She was right about Bruno's reaction to the invitation. 'I'd love to come! I've been dying to know what's so special about the place.'
'You'll probably find it boring,' Liza told him frankly.
'If you go back there every weekend it must have something!'
'Oh, it does—but I'm just not sure you'll enjoy the peace and quiet as much as I do. After all, you rarely visit your family's place in Somerset, do
you?'
'Hartwell? Oh, but that's different,' Bruno said, making a horrible face. 'It's big and draughty and smells of damp, and whenever I'm there I have to talk to some pretty boring people. My uncle's involved in local committees of one sort or another; local politics, you know, dinner parties and tea parties, farmers come to shoot rabbits over the land, and my uncle drags me round the farms.
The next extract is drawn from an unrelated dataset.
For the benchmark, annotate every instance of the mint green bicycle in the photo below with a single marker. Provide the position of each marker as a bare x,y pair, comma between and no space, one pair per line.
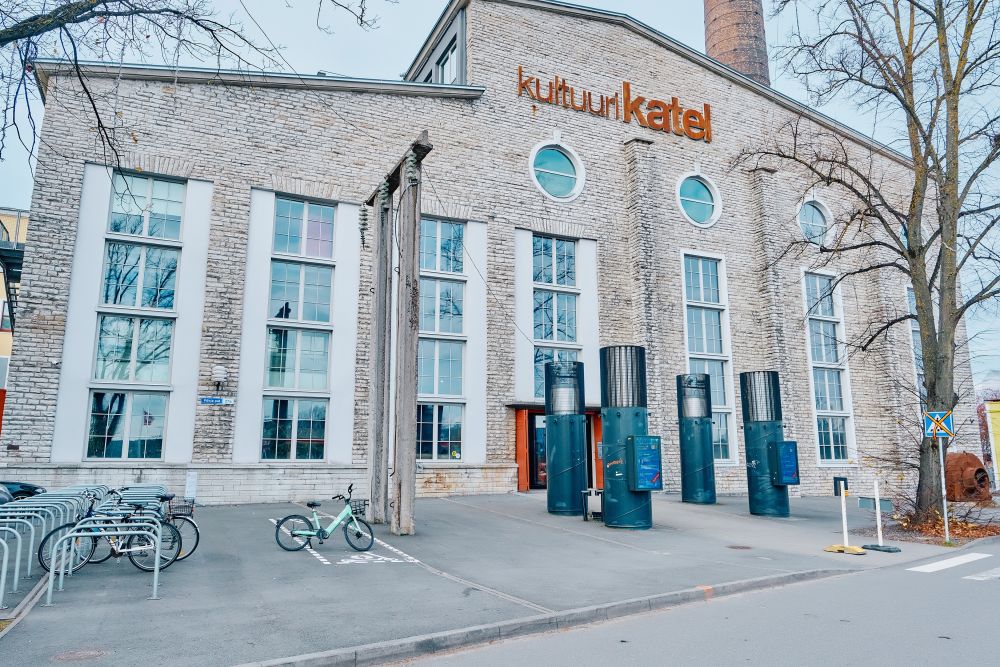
296,532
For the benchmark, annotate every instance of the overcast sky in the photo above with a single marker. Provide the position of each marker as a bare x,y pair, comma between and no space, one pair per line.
384,53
When he isn't in London at the bank, he's in Somerset playing at farming and he'd like me to follow in his footsteps, but that's not my scene at all.'
'Well, you won't have to bother about local politics or dinner parties,' agreed Liza with amusement. 'We'll sail, though—I hope you're a good sailor. Can you handle a small dinghy, or haven't you sailed before?'
'Done a bit,' Bruno agreed airily. 'I won't let myself get bonked by the boom, don't worry, and you won't have to fish me out of the river. Very often, anyway.'
Liza laughed involuntarily. 'I can always tie you to the mast!'
'So that I can go down with the ship when you sink her? No thanks, think again.'
Liza felt more at ease with Bruno than she had ever done with a member of the opposite sex. Most men felt they had to make a pass at her; their macho self-respect demanded it. They always had to prove something; show they could 'pull a bird' who looked like her and had probably dated some very rich and powerful men. Too many men believed everything they read in the newspapers; they would have been incredulous if she had tried to tell them how quiet and hard-working and unglamorous her life had always been. Bruno didn't find that hard to believe because he, too, carried a label and a public image which didn't fit the man behind it.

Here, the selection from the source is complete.